Summary
Background The effect of SARS-CoV-2 mutations and viral load on the severity of COVID-19 is not well understood. The possibility of reinfection with SARS-CoV-2 has already been reported, but dual infection with SARS-CoV-2 is poorly described and is currently under discussion. We describe a study of two strains of SARS-CoV-2 detected in the same patient during the same disease presentation.
Methods Two nasopharyngeal swabs were obtained eight days apart from the patient in their 90s, diagnosed with lobar pneumonia (J18.1). Both tests were positive for SARS-CoV-2 with high viral load (Ct = 13). We have performed high-throughput sequencing of SARS-CoV-2 genomes from both swabs.
Findings Genomic analysis of SARS-CoV-2 revealed the presence of two genetically distant strains in both swabs. Detected strains belong to different phylogenetic clades (GH and GR) and differ in the seven nucleotide positions. The relative abundance of strains was 70% (GH) and 30% (GR) in the first swab, and 3% (GH) and 97% (GR).

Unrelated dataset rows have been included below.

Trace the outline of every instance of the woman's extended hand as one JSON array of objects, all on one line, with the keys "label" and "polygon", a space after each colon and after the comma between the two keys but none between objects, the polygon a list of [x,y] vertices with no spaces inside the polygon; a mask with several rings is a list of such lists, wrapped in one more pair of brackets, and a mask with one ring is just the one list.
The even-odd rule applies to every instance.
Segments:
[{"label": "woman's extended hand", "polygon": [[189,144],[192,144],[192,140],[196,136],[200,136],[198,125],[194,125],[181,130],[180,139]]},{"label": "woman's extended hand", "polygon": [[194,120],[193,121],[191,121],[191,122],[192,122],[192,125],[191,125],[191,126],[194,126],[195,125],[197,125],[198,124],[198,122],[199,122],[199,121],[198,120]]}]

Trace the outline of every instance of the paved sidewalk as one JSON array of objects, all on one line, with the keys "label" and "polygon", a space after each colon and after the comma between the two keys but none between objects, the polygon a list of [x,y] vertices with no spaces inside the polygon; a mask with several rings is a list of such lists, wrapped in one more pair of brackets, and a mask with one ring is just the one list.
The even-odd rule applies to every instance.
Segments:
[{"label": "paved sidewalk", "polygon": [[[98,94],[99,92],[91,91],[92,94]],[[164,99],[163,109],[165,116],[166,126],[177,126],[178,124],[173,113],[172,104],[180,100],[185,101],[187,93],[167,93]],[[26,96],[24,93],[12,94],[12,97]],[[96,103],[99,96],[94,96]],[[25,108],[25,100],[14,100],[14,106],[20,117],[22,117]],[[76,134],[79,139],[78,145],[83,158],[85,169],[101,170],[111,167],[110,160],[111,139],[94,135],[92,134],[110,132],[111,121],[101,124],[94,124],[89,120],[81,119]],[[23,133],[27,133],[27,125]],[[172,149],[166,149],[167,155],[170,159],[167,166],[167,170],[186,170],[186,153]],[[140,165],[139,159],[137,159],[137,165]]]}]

Interpretation Our findings suggest that the patient was infected by two genetically distinct SARS-CoV-2 strains at the same time. One of the possible explanations is that the second infection occurred in the hospital. Change of the dominant strain ratio during disease manifestation could be explained by the advantage or higher virulence of the strain belonging to the clade GR.
Introduction
Dual infection is a phenomenon where an individual is simultaneously infected with two or more strains of the same virus. It can affect host immune responses and result in increased fitness of the viral population. A number of cases when individuals were infected with more than one strain of HIV were identified in the last years [1-3]. The findings of dual infections were reported for influenza viruses [4], the Epstein-Barr virus [5], and other viruses. Cases of SARS-CoV-2 reinfection are described in the scientific literature [6 - 8]; however, there are almost no reports of double infection with SARS-CoV-2 with the exceptions of in two works from Iraq [9] and Switzerland [10]. Here, we present a case report of an individual with two genetically distinct SARS-CoV-2 strains during the same illness manifestation. These strains were classified into different phylogenetic clades: GH and GR. We demonstrated that the abundance of the strains could change significantly over time.
Materials and methods
A patient in their 90s with a medical history of chronic persistent atrial fibrillation, heart failure, and hypertension was hospitalized with fever (38 °C) with the admission diagnosis of lobar pneumonia (J18.1). Oropharyngeal swab obtained on the next day (sample 1) tested positive for SARS-CoV-2 (cycle threshold, Ct = 13, measured using AmpliSens® Cov-Bat-FL assay kit). Five days later, the patient was transferred to the ICU of the hospital, specialized in the treatment of COVID-19 patients. During the observation period, the patient’s condition progressively worsened. Oxygen saturation ranged from 70% without oxygen support to 92 - 98% with oxygen support with an oxygen mask. Repeated oropharyngeal swab for SARS-CoV-2 (sample 2), which was taken eight days after the first swab, also tested positive with high viral load (Ct = 13, measured using AmpliSens® Cov-Bat-FL assay kit). After five days of ICU treatment, the patient died. The cause of death was a coronavirus infection, which progressed unfavorably due to premorbid status.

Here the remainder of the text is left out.